A GPS Maker to Peruse In-Depth

Damon is a member of The Motley Fool Blog Network -- entries represent the personal opinion of the blogger and are not formally edited.

Over the past several years, manufacturers of global positioning systems (GPSs), navigational systems and location-based systems (LBSs) have gained steam as the technologies are now utilized by a wide array of industries. One of the key players in the market is Garmin (NASDAQ: GRMN). Most prominent in the Auto/Mobile market, the company is focused on keeping its product lines updated, as well as expanding into fertile international regions and by end market. The strategy has allowed it to boost margins nicely, a pattern that would be more apparent if not for significant foreign currency losses this year. 

Automobile Agreements

Garmin has inked agreements for personal navigation device (PND) installations with many of the major automakers. Plus, during 2012, it launched an “infotainment” (audio, multi-media and navigation) system for Suzuki Motors to be included in its 2013 vehicle models. This year, Garmin also opened offices in China, Germany, and Japan for the purposes of expanding its auto OEM business overseas. As a result, Garmin’s auto segment is on pace for a return to top-line growth this year after several down years. The pickup in this division provides hope for its largest product category, delivering more than half of total sales. Certainly, income from Auto/Mobile-related offerings is apt to grow significantly this year, despite a lackluster performance in the PND market. 

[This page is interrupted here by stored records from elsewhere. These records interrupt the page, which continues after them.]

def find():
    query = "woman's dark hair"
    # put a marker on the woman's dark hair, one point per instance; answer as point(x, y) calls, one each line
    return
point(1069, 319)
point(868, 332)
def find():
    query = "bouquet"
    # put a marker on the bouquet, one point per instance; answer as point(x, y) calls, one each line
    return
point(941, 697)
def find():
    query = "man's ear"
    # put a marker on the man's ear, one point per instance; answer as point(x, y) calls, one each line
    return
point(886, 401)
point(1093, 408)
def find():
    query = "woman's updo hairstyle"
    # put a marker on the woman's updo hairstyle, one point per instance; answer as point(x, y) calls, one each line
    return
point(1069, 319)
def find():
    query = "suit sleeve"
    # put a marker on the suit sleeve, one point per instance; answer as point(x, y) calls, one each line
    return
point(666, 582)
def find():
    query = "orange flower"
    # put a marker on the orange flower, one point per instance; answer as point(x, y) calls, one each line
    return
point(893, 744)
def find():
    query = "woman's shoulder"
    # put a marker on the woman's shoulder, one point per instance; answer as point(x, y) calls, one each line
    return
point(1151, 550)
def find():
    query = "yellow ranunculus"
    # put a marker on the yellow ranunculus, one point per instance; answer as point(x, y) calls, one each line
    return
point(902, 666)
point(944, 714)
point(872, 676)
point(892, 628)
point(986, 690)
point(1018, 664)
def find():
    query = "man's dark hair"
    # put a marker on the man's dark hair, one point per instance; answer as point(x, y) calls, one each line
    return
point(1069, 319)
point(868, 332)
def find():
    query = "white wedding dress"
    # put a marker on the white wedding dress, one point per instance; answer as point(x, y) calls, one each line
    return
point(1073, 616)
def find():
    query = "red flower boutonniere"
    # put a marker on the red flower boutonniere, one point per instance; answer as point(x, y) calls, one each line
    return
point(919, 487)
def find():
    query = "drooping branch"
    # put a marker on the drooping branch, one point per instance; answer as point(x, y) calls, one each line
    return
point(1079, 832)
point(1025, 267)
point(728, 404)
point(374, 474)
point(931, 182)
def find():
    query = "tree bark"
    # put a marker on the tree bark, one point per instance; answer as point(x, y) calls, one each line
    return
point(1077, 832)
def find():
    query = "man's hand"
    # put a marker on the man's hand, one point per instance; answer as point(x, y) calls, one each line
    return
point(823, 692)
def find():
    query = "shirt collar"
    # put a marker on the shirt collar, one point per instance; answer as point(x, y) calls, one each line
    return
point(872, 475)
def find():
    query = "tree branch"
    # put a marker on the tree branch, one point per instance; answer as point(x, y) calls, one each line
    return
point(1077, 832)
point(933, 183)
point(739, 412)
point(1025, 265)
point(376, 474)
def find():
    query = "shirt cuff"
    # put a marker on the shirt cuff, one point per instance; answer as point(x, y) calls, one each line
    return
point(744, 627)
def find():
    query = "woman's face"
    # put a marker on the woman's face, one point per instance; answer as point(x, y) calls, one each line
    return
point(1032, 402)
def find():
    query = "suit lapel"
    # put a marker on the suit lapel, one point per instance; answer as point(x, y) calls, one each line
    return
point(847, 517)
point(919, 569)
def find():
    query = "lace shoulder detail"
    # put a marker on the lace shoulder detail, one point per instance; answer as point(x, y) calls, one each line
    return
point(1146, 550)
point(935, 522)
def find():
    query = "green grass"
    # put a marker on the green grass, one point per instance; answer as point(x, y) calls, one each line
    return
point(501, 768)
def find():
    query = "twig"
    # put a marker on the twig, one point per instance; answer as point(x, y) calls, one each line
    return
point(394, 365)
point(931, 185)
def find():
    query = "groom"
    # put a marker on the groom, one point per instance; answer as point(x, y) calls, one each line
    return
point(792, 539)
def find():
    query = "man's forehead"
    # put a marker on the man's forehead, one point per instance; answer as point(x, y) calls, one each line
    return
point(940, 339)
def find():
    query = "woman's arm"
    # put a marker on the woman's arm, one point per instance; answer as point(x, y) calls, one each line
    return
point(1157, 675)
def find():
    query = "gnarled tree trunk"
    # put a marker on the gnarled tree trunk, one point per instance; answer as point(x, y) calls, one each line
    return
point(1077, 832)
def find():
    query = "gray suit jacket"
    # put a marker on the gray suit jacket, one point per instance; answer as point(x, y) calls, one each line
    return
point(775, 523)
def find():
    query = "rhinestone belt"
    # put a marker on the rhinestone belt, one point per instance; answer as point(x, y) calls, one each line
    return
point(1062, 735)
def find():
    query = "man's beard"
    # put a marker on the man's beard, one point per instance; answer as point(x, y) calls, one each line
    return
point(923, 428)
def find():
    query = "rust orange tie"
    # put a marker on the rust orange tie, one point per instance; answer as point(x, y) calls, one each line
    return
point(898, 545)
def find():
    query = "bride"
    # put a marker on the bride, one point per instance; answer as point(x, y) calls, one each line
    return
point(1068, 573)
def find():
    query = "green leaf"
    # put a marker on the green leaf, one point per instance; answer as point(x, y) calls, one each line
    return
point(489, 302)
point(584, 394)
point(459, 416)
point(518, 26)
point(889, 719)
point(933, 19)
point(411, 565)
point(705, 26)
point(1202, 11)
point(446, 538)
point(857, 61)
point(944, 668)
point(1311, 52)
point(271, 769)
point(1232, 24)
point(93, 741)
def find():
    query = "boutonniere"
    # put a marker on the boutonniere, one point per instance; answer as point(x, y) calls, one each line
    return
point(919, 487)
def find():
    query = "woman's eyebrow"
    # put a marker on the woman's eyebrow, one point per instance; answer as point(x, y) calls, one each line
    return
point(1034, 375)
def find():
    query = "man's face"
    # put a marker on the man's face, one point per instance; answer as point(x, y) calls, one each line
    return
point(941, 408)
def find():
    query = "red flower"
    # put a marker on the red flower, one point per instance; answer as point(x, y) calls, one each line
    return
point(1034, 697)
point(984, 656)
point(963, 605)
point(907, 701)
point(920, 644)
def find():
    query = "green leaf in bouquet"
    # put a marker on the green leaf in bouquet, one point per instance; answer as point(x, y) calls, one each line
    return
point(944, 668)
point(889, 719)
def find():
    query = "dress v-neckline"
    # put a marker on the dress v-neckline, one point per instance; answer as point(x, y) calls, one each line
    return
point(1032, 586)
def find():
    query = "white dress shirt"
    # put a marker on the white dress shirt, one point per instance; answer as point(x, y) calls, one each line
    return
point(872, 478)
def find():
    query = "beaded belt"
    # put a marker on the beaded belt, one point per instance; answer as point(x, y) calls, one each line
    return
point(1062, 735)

The driver behind the turnaround in this business has been enhanced R&D investments. Management has consistently spent 10% to 15% of sales on development, and recent step ups in this percentage ought to assist it in maintaining or increasing market share. Of several fellow participants serving the automotive sector, one worth mentioning is Harman International (NYSE: HAR), like Garmin, supplies the likes of Chrysler and BMW primarily with multimedia systems. HAR is continuously aiming to secure long-term deals with OEMs, and along with Garmin is now penetrating China. Harman has a first mover advantage in auto infotainment. Thus, Garmin may find it difficult to make strides. 

Innovation Fueling Growth

Applications such as golfing and dog training have supported strong profit gains in Garmin’s Outdoor segment. The proprietary nature of these items, it seems, is helping to enhance overall gross and operating margins. On that note, though, it has been struggling to gain substantial headway in the Fitness (mostly watches), Marine, and Aviation operations. R&D is an important component, here, too, and management has said that it intends on keeping that cost at an elevated level, while profitability metrics rise. Garmin has posted the aforementioned steady levels of R&D spending and lofty gross profit levels that now top 50%.  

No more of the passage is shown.